无论如何,我们可以通过保留原始Entites来生成预期的输出。
预先感谢,任何想法或建议都会真正实现。
I'm trying to transforming xml using xslt, here is the example I'm using....
Input xml:
<!DOCTYPE printArtifactGroup [<!ENTITY ndash "&ndash;">]>
<group>
<begin>
<head>
<text>(VOLS 0200)</text>
</head>
<data>
<text>Health 161–1 to 16–32–End 2006</text>
</data>
</begin>
</group>
xslt:
<?xml version="1.0" encoding="UTF-8"?>
<xsl:stylesheet xmlns:xsl="http://www.w3.org/1999/XSL/Transform" version="2.0">
<xsl:output encoding="utf8" method="xml" indent="yes" />
<xsl:template match="@*|node()">
<xsl:copy>
<xsl:apply-templates select="@*|node()"/>
</xsl:copy>
</xsl:template>
<xsl:template match="begin">
<xsl:copy-of select="data" />
</xsl:template>
</xsl:stylesheet>
python code to run xslt transformation:
import lxml.etree as ET
from lxml import etree
parser = etree.XMLParser(load_dtd=True, resolve_entities=True, huge_tree=True)

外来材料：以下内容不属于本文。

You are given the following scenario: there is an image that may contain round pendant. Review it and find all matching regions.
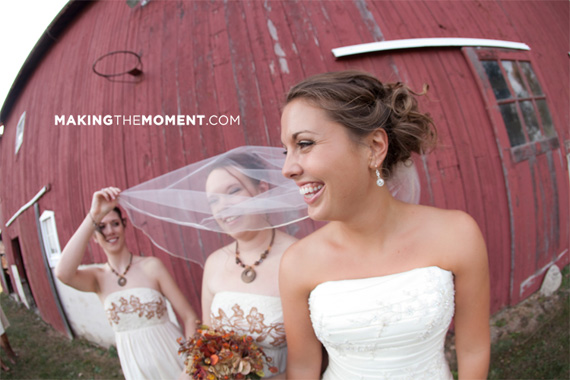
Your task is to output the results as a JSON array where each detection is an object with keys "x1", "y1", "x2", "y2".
[{"x1": 241, "y1": 267, "x2": 256, "y2": 284}]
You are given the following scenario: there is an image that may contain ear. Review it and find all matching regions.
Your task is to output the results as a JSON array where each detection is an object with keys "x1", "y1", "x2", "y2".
[
  {"x1": 257, "y1": 181, "x2": 269, "y2": 193},
  {"x1": 367, "y1": 128, "x2": 388, "y2": 169}
]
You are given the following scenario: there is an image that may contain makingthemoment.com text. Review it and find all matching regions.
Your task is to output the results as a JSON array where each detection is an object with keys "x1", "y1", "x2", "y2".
[{"x1": 54, "y1": 115, "x2": 240, "y2": 126}]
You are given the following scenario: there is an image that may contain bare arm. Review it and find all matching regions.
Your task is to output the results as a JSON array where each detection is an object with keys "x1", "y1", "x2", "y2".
[
  {"x1": 279, "y1": 244, "x2": 322, "y2": 379},
  {"x1": 201, "y1": 253, "x2": 215, "y2": 326},
  {"x1": 448, "y1": 215, "x2": 490, "y2": 380},
  {"x1": 55, "y1": 187, "x2": 120, "y2": 293},
  {"x1": 149, "y1": 257, "x2": 198, "y2": 339}
]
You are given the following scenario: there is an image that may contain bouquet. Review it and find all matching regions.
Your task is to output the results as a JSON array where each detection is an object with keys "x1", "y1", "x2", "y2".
[{"x1": 178, "y1": 325, "x2": 278, "y2": 380}]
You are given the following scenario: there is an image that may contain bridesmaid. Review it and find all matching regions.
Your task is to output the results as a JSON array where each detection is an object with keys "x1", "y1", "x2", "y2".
[
  {"x1": 202, "y1": 154, "x2": 297, "y2": 379},
  {"x1": 280, "y1": 71, "x2": 490, "y2": 380}
]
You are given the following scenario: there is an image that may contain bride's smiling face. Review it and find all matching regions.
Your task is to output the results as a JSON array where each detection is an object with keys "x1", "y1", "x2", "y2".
[
  {"x1": 281, "y1": 99, "x2": 370, "y2": 220},
  {"x1": 206, "y1": 167, "x2": 263, "y2": 234}
]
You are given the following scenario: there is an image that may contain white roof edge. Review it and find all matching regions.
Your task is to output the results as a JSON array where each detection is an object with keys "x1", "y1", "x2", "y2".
[{"x1": 332, "y1": 38, "x2": 530, "y2": 58}]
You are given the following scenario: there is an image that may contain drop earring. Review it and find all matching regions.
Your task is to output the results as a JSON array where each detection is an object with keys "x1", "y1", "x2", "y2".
[{"x1": 376, "y1": 169, "x2": 384, "y2": 187}]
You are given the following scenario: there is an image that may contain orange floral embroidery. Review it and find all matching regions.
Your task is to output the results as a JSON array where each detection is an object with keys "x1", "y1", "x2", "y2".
[
  {"x1": 106, "y1": 295, "x2": 166, "y2": 324},
  {"x1": 212, "y1": 304, "x2": 286, "y2": 347}
]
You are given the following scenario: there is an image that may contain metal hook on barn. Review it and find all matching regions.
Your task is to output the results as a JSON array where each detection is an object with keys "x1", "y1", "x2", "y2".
[{"x1": 93, "y1": 50, "x2": 143, "y2": 83}]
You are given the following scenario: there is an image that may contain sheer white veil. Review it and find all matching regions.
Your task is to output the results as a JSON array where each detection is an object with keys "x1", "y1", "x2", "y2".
[{"x1": 119, "y1": 146, "x2": 419, "y2": 266}]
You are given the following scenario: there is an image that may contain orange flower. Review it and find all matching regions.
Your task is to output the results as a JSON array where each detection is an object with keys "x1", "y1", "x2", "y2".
[{"x1": 178, "y1": 326, "x2": 278, "y2": 380}]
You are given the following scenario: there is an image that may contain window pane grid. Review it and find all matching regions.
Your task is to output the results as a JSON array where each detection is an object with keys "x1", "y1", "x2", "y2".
[{"x1": 481, "y1": 59, "x2": 556, "y2": 147}]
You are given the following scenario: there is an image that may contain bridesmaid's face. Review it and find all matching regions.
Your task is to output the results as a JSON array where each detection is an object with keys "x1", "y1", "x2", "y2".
[
  {"x1": 94, "y1": 211, "x2": 125, "y2": 252},
  {"x1": 281, "y1": 99, "x2": 370, "y2": 220}
]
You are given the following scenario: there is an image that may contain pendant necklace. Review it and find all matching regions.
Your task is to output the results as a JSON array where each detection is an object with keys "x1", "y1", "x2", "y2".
[
  {"x1": 107, "y1": 253, "x2": 133, "y2": 286},
  {"x1": 232, "y1": 229, "x2": 275, "y2": 284}
]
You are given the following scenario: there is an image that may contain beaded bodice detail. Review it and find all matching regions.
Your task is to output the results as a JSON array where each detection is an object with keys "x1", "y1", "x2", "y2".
[
  {"x1": 210, "y1": 292, "x2": 286, "y2": 347},
  {"x1": 104, "y1": 288, "x2": 170, "y2": 331},
  {"x1": 309, "y1": 267, "x2": 454, "y2": 379}
]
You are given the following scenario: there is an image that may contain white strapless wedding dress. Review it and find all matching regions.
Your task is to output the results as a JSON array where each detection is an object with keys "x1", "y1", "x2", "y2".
[
  {"x1": 309, "y1": 266, "x2": 454, "y2": 380},
  {"x1": 210, "y1": 292, "x2": 287, "y2": 378},
  {"x1": 103, "y1": 288, "x2": 184, "y2": 380}
]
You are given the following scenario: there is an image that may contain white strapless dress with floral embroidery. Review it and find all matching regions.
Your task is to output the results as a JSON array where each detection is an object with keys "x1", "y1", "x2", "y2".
[
  {"x1": 309, "y1": 267, "x2": 454, "y2": 380},
  {"x1": 104, "y1": 288, "x2": 184, "y2": 380},
  {"x1": 210, "y1": 292, "x2": 287, "y2": 378}
]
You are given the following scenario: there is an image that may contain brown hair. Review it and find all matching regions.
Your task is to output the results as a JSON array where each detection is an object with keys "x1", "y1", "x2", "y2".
[{"x1": 286, "y1": 70, "x2": 437, "y2": 177}]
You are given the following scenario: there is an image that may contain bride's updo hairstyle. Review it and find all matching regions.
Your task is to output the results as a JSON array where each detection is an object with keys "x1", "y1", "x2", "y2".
[{"x1": 286, "y1": 70, "x2": 437, "y2": 178}]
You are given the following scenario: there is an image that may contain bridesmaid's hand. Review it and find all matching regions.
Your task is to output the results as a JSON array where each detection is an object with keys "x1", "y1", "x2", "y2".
[{"x1": 89, "y1": 187, "x2": 121, "y2": 223}]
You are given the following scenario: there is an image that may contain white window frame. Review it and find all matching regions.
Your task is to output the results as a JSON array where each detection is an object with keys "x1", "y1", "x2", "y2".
[
  {"x1": 40, "y1": 210, "x2": 61, "y2": 268},
  {"x1": 14, "y1": 111, "x2": 26, "y2": 154}
]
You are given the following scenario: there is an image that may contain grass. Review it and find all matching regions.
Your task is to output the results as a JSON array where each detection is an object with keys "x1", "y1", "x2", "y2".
[
  {"x1": 489, "y1": 267, "x2": 570, "y2": 379},
  {"x1": 0, "y1": 267, "x2": 570, "y2": 380}
]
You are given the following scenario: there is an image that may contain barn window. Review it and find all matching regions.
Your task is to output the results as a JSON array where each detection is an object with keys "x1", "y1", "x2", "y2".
[
  {"x1": 40, "y1": 210, "x2": 61, "y2": 268},
  {"x1": 481, "y1": 59, "x2": 556, "y2": 148}
]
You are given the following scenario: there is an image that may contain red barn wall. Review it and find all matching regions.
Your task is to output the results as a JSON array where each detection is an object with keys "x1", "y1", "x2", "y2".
[{"x1": 0, "y1": 0, "x2": 570, "y2": 331}]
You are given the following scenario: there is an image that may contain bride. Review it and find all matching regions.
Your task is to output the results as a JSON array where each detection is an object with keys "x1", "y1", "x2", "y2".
[
  {"x1": 202, "y1": 150, "x2": 297, "y2": 379},
  {"x1": 280, "y1": 71, "x2": 490, "y2": 380}
]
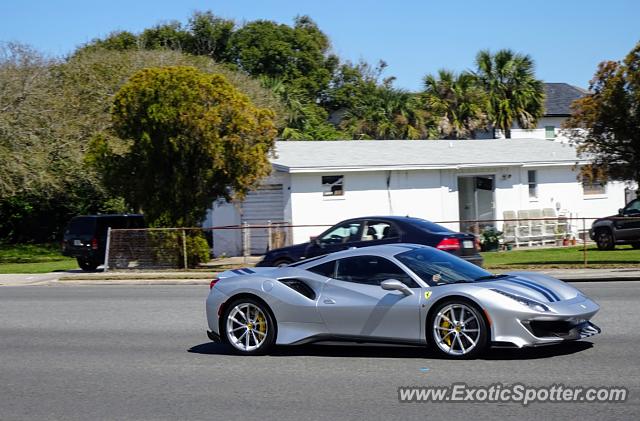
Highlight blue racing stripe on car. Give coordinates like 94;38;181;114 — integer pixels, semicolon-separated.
505;278;558;302
510;279;560;301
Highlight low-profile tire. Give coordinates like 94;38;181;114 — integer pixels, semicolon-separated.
426;298;489;359
76;257;99;272
220;297;277;355
595;228;616;250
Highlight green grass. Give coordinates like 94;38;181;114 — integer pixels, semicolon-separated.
481;246;640;269
0;244;78;273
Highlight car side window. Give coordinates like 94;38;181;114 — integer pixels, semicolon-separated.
335;256;420;288
307;260;336;278
362;221;398;241
320;221;362;244
624;199;640;214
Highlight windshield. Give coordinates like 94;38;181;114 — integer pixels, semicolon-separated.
66;218;96;235
395;248;492;285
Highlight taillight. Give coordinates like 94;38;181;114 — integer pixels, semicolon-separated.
436;238;460;251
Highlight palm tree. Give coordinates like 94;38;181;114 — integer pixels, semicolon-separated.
340;84;428;139
474;50;544;139
423;70;488;139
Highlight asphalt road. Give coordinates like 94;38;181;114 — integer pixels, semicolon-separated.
0;282;640;421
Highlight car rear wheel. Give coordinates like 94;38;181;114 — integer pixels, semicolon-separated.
76;257;99;272
427;300;488;359
223;298;276;355
596;229;616;250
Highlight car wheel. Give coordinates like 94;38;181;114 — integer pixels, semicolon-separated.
273;259;293;268
596;229;616;250
222;298;276;355
77;257;99;272
427;300;489;359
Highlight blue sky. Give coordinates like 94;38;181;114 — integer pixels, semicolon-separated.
0;0;640;90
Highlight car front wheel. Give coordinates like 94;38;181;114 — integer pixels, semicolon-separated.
77;257;99;272
223;298;276;355
427;300;489;359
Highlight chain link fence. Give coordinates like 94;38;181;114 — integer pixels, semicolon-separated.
105;216;640;270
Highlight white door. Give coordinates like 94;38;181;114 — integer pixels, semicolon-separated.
242;184;284;255
458;175;495;234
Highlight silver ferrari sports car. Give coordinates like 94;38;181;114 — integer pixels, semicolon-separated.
206;244;600;358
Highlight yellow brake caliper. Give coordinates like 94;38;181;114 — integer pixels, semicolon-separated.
440;308;453;347
256;314;267;339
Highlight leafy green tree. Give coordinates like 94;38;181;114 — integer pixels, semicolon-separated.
564;42;640;186
76;31;142;53
325;61;435;139
475;50;544;138
230;16;338;100
92;66;276;226
340;85;429;139
261;77;346;140
0;44;287;242
423;70;488;139
187;12;236;63
138;21;192;52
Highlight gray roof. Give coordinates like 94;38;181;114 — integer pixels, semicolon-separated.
271;139;584;172
544;83;588;116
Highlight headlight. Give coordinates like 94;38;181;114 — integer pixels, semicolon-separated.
491;288;549;312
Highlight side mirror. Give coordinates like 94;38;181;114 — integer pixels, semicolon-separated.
380;279;413;295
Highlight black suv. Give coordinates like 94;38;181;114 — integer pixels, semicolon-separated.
62;214;145;271
589;199;640;250
256;216;483;266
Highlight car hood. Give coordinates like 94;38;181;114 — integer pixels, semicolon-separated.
481;272;580;303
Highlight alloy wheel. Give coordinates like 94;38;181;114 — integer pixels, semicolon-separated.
227;303;269;352
433;303;481;356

dom = ET.parse('test.xml', parser)
xslt = ET.parse('test.xsl')
transform = ET.XSLT(xslt)
newdom = transform(dom)
processed_file='processed.xml'
with open(processed_file, 'w') as file:
file.write(str(newdom))
print(newdom)
print('Task Done')
Actual output:
<?xml version="1.0"?>
<group>
<data>
<text>Health 161–1 to 16–32–End 2006</text>
</data>
</group>
expected output:
<group>
<begin>
<data>
<text>Health 161–1 to 16–32–End 2006</text>
</data>
</begin>
</group>
xml parser is resolving the &(ampersand) entity to & --- when we have custom entities – it is converting to –
this is the default behavior, but we have a huge xml and when comparing the transformed xml with source it is difficult when entities are changed.
is there anyway we can generate the expected output by retaining the original entites.
Thanks in advance, any idea or suggestions are really appriciated.
如果你对这篇内容有疑问,欢迎到本站社区发帖提问 参与讨论,获取更多帮助,或者扫码二维码加入 Web 技术交流群。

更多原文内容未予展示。